She asked me where I worked. I told her I was still at the medical school. She was very pleased to hear that. She told me about her brother in Europe and suggested I write to him.

“I have read your articles in
Bintang Hindia
and
De Hollandshe Lelie
,” I said to her. “Very interesting.” She was so pleased.

Mei said that I also wrote.

“Oh, yes, where?”

She held out her hand to me for the second time. She didn’t say anything about the letter she had written to one of her friends about my earlier experience. And I didn’t say anything either.

“Won’t we be late?” Mei asked suddenly.

The girl from Jepara was at her most enthusiastic now that we were talking about what we each had written. But time did not permit. The two girls shook hands emotionally, and the girl from Jepara said, “Happy are you, my friend, to be able to do what you yourself want, to do what you think is right for yourself and your people.”

“Yes, and it is all through struggle,” replied Mei.

“Yes.”

She also shook hands with me. And I couldn’t but notice her eyes. This person, who was the prisoner of love, shouted out with her eyes for a love that she had never yet known.

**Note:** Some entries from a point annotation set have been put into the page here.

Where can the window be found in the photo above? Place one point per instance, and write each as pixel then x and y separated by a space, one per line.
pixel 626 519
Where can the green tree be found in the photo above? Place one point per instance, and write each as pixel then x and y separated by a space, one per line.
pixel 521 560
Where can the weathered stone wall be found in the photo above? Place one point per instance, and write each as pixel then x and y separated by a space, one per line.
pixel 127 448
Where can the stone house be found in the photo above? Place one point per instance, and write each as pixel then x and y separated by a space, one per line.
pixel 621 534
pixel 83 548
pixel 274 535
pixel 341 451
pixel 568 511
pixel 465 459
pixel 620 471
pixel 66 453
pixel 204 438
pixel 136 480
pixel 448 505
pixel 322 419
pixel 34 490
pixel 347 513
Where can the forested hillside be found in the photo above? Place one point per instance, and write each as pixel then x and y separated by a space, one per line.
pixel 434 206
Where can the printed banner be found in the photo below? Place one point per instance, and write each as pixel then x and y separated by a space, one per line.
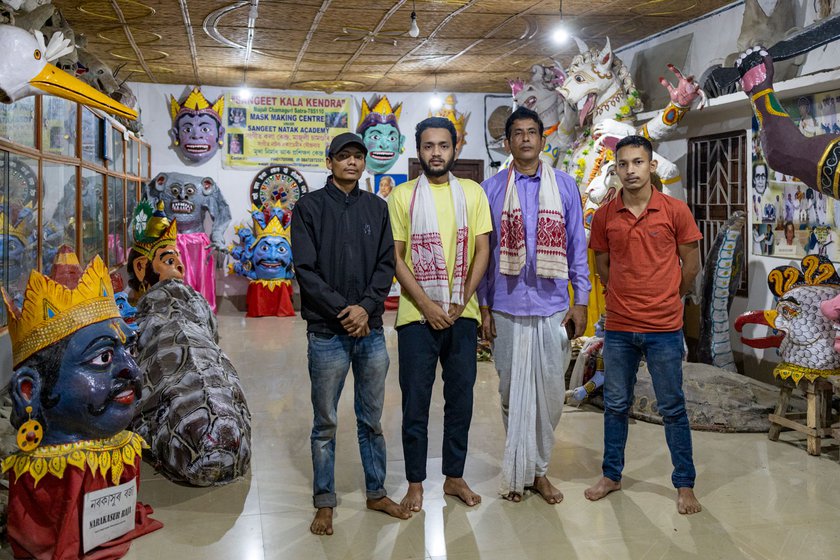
pixel 265 130
pixel 790 220
pixel 108 514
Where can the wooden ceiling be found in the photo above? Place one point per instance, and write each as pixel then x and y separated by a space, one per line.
pixel 363 45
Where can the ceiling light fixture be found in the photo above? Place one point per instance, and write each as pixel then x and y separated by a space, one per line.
pixel 561 33
pixel 413 30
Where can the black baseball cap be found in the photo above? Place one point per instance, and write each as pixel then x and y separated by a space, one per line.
pixel 343 140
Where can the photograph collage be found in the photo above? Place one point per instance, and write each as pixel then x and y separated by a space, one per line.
pixel 789 219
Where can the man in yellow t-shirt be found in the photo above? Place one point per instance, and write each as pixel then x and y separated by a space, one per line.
pixel 441 228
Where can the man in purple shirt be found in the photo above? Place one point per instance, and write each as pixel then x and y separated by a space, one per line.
pixel 537 246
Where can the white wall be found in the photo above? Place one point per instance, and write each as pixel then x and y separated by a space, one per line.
pixel 235 184
pixel 715 37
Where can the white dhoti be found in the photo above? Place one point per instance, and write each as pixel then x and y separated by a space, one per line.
pixel 531 355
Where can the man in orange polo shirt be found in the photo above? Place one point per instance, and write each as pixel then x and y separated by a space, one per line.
pixel 640 239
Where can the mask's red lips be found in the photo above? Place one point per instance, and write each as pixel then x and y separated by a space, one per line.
pixel 126 397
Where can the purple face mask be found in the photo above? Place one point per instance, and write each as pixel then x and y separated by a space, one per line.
pixel 198 136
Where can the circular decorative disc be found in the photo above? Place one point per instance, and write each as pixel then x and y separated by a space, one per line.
pixel 278 182
pixel 23 181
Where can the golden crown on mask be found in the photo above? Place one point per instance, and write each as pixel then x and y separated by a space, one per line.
pixel 274 227
pixel 159 232
pixel 52 311
pixel 448 111
pixel 381 106
pixel 195 102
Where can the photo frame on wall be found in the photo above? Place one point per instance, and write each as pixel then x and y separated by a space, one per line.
pixel 789 219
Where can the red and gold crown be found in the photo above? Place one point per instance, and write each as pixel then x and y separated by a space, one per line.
pixel 52 311
pixel 196 103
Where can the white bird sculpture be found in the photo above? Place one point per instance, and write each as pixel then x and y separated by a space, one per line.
pixel 25 70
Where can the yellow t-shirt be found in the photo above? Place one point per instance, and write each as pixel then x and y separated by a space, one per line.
pixel 478 222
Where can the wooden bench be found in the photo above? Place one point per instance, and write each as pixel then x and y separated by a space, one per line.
pixel 817 416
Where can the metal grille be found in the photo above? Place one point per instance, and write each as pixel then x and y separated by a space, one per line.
pixel 717 186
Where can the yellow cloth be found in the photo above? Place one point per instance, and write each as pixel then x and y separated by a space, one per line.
pixel 478 222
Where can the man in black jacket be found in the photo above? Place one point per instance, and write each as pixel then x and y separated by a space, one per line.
pixel 344 260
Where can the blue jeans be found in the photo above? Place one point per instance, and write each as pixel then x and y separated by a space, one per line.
pixel 663 353
pixel 421 348
pixel 330 358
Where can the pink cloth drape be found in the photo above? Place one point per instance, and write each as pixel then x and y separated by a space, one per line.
pixel 199 266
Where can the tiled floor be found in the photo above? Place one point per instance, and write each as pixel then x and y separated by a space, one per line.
pixel 761 499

Our carriage left Jepara and headed toward Mayong. As soon as we were seated in the train for Semarang, a word escaped from my lips: “Tragic.”

“She could achieve more, much more, than she thinks.”

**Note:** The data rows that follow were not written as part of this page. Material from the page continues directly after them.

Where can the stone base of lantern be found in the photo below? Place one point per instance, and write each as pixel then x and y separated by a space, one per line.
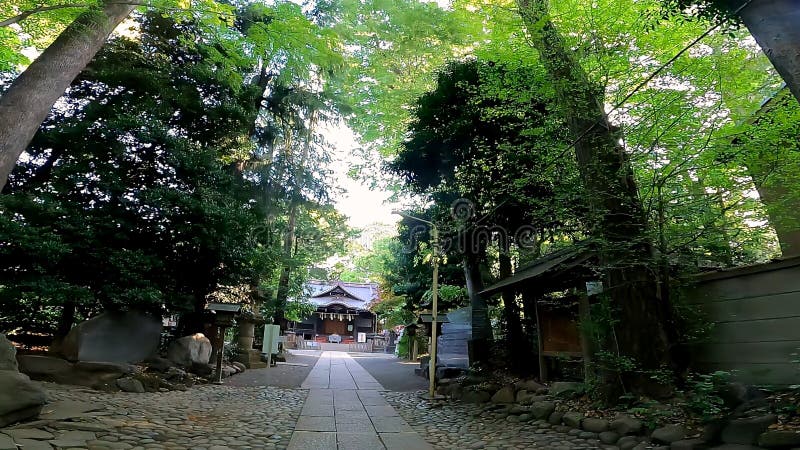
pixel 251 359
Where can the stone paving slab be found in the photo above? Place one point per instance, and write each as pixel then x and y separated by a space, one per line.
pixel 358 441
pixel 404 441
pixel 345 405
pixel 307 440
pixel 312 423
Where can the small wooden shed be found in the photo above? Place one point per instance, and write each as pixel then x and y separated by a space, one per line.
pixel 554 291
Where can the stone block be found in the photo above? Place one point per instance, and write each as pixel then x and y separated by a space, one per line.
pixel 566 389
pixel 121 337
pixel 668 434
pixel 625 425
pixel 572 419
pixel 779 439
pixel 20 398
pixel 8 354
pixel 189 350
pixel 543 410
pixel 747 430
pixel 594 425
pixel 506 394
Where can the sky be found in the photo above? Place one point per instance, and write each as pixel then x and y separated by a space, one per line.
pixel 362 205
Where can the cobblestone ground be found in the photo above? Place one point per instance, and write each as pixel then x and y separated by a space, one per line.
pixel 465 426
pixel 203 417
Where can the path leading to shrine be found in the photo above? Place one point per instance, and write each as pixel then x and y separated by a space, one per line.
pixel 345 410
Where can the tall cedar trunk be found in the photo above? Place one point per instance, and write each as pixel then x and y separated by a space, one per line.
pixel 283 282
pixel 616 217
pixel 31 96
pixel 289 238
pixel 481 327
pixel 518 350
pixel 775 25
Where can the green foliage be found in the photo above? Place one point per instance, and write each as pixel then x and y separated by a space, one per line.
pixel 131 195
pixel 702 393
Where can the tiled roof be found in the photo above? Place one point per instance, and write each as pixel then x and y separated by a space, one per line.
pixel 351 295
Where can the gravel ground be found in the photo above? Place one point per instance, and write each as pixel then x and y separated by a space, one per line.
pixel 207 417
pixel 464 426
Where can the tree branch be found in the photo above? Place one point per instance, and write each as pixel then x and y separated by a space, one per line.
pixel 27 13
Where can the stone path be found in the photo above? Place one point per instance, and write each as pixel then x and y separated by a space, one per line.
pixel 345 410
pixel 203 418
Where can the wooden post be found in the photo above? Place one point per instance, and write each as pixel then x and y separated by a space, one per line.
pixel 587 346
pixel 542 366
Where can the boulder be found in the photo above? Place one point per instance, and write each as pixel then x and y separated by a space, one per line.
pixel 472 396
pixel 555 418
pixel 529 385
pixel 566 389
pixel 572 419
pixel 122 337
pixel 504 395
pixel 130 385
pixel 608 437
pixel 747 430
pixel 200 369
pixel 688 444
pixel 594 425
pixel 8 354
pixel 779 439
pixel 625 425
pixel 45 368
pixel 543 410
pixel 20 398
pixel 668 434
pixel 159 364
pixel 627 442
pixel 82 373
pixel 105 367
pixel 188 350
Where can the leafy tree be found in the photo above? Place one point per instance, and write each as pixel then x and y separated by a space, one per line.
pixel 485 134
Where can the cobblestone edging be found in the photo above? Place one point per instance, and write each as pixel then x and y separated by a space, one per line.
pixel 205 418
pixel 452 425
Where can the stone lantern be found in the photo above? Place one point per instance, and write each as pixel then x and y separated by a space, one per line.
pixel 224 314
pixel 246 354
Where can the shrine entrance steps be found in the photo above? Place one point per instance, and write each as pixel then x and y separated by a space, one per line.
pixel 344 410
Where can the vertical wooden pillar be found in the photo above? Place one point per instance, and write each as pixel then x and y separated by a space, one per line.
pixel 587 345
pixel 539 338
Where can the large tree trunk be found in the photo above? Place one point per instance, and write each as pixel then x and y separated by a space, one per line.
pixel 616 217
pixel 282 294
pixel 775 25
pixel 481 327
pixel 26 103
pixel 515 341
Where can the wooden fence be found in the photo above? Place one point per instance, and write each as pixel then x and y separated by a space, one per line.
pixel 755 311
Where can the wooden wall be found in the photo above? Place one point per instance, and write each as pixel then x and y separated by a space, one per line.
pixel 756 315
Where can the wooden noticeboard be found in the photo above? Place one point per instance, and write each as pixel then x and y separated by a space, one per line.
pixel 560 334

“Such a pity,” I whispered.

We continued our vacation in
Bandung.

Mei enjoyed our travels very much. But she was still thin and pale. It was anemia and low blood pressure; she was always pale and on the verge of illness. But throughout the journey to Bandung she chattered happily about the scenery. She was still shy about speaking in Malay, even though I had attempted several times to get her to try, so she kept up her commentary in English, often oohing and aahing at what she saw.

A girl from a faraway country who had followed her fiancé in his struggle. Alone and without family, brought up in an orphanage. And I was in love with her. Perhaps she still loved her fiancé and his spirit. Perhaps she was waiting for my proposal just so she could reject it. And I, a man, a connoisseur of beauty, could
not but be crazy about this beautiful girl who was in a class all her own.

Sometimes I tried to work out what I meant to her, but I could never be sure. I was someone whose ideal was to be a free human being. From the very beginning, she had corrected me on that. On the other hand, I saw her as a simple girl with a head filled with idealism. And how did she see herself? No doubt she thought herself pretty. Perhaps she thought of me simply as a slave to her beauty!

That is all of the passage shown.